Osobiście jednak sądzę, że obecnie w społeczeństwie dominuje obraz kobiety femme fatale. Wiele kobiet
po prostu chce czerpać z życia przyjemność, jak robi to większość mężczyzn - seks nie znaczy "miłość",
pocałunek nie znaczy "zostań", dotyk nie znaczy "kocham", po prostu życie bez zobowiązań. Więc taka
oto delikwentka nie ma najmniejszej ochoty trafić w swoim rozrywkowym życiu na faceta, który jeszcze
przypadkiem "coś sobie pomyśli" po tej jednej nocy i nie daj Boże się zakocha. Podsumowując, uważam,
że kobieta zasługuje na to, by być kochaną tak wielkim uczuciem, jak kochał Werter i Kordian, lecz
istnieje pewna granica między prawdziwą miłością, a niebezpiecznym uzależnieniem i niestety, zarówno
Kordian, jak i jego kolega po fachu, odrobinę ją przekroczyli. Ja - kobieta pragnąca miłości rodem z tych
nudnych filmów kończących się happy-endem, których tak bardzo nie lubię, pragnąca romantycznego
kochanka, pragnąca mężczyzny, który rzuci dla mnie wszystko.
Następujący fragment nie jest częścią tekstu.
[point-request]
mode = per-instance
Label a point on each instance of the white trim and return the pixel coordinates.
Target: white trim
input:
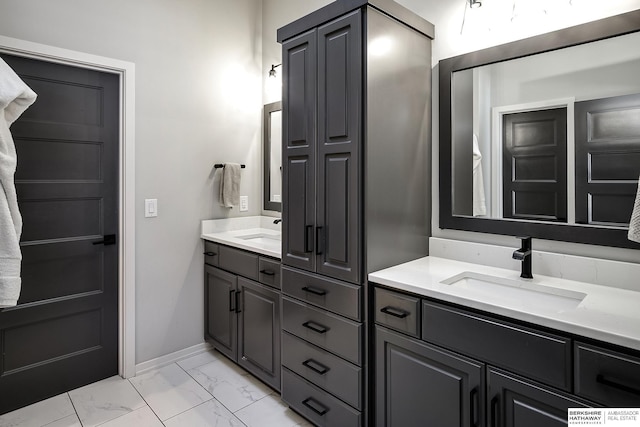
(126, 245)
(176, 356)
(496, 157)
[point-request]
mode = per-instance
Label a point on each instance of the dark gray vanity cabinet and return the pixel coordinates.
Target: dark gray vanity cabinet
(321, 177)
(419, 384)
(242, 316)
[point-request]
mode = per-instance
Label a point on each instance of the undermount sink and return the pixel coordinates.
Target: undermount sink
(519, 291)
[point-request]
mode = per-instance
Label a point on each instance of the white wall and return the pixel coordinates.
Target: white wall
(198, 102)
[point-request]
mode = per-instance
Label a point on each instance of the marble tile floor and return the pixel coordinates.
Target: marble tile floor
(203, 390)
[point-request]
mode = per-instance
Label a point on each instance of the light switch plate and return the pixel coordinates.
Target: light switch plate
(150, 208)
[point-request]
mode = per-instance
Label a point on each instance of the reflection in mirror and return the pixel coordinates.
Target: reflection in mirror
(272, 152)
(543, 135)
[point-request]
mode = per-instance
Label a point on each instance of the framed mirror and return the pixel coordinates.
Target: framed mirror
(272, 157)
(541, 137)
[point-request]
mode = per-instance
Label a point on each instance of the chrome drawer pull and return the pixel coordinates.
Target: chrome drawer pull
(614, 383)
(268, 272)
(395, 312)
(315, 327)
(315, 291)
(315, 366)
(315, 406)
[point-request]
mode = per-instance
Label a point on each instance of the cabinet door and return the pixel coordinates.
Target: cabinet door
(299, 151)
(259, 331)
(515, 402)
(221, 324)
(420, 385)
(338, 231)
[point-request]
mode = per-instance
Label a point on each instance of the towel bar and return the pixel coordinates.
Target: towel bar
(221, 165)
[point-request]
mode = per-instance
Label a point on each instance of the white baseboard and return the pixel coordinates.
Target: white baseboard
(167, 359)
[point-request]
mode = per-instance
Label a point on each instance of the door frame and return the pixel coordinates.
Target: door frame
(126, 175)
(497, 142)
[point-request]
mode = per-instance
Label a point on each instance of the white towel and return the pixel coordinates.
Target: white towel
(15, 98)
(634, 223)
(479, 202)
(230, 185)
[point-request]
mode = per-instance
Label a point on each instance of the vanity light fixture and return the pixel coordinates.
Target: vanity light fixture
(272, 71)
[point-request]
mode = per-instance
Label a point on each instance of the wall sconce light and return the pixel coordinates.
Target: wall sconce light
(272, 71)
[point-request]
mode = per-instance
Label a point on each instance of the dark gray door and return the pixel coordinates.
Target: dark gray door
(534, 165)
(299, 151)
(259, 331)
(221, 305)
(421, 385)
(64, 331)
(339, 117)
(607, 159)
(516, 403)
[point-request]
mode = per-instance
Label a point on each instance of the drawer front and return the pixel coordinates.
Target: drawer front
(239, 262)
(269, 272)
(540, 356)
(333, 374)
(607, 377)
(398, 311)
(211, 253)
(333, 295)
(315, 404)
(336, 334)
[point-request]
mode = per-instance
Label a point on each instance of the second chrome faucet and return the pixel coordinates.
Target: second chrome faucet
(524, 255)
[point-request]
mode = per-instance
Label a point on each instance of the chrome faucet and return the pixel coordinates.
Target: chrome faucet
(524, 255)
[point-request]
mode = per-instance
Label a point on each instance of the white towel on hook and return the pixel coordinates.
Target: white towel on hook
(15, 98)
(634, 223)
(230, 185)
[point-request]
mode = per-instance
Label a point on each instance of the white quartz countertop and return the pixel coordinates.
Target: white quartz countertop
(606, 313)
(255, 233)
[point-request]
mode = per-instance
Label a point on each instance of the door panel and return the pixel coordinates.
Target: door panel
(259, 331)
(607, 159)
(534, 171)
(422, 385)
(339, 136)
(64, 331)
(299, 151)
(220, 310)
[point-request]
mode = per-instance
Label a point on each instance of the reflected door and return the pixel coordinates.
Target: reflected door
(64, 331)
(534, 155)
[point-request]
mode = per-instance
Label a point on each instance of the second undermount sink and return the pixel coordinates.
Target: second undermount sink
(520, 292)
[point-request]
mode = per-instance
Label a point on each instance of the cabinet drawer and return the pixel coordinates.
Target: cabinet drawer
(336, 334)
(211, 251)
(269, 272)
(607, 377)
(541, 356)
(398, 311)
(323, 369)
(239, 262)
(333, 295)
(315, 404)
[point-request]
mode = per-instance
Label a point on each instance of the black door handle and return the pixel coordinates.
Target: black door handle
(109, 239)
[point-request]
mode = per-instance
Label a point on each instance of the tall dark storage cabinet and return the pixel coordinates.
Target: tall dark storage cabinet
(356, 190)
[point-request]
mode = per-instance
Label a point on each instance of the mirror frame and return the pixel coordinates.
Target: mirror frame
(593, 31)
(266, 157)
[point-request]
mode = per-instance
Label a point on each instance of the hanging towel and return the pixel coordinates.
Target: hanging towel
(230, 185)
(479, 202)
(634, 223)
(15, 98)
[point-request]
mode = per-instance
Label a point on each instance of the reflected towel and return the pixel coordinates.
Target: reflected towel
(634, 223)
(230, 185)
(15, 98)
(479, 202)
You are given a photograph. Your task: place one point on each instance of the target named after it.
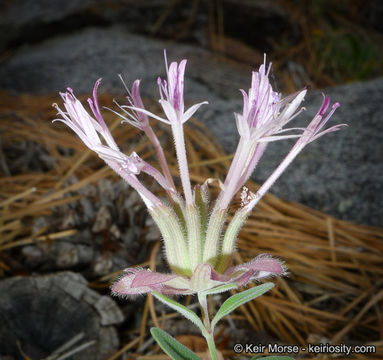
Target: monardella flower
(198, 243)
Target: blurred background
(319, 43)
(68, 226)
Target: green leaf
(171, 346)
(238, 299)
(183, 310)
(277, 357)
Ja - Lotta? Ja - Laura? Ja, chcąca kochać,
czasem może nawet na siłę. Ja, za dobra. Czasem boję się, że kochałabym i Kordiana, i Wertera z litości.
Więc może lepiej stać się femme fatale i utrudnić życie współczesnym charakterom werterycznym? A
może nie. Przecież mają już wystarczająco trudne życie.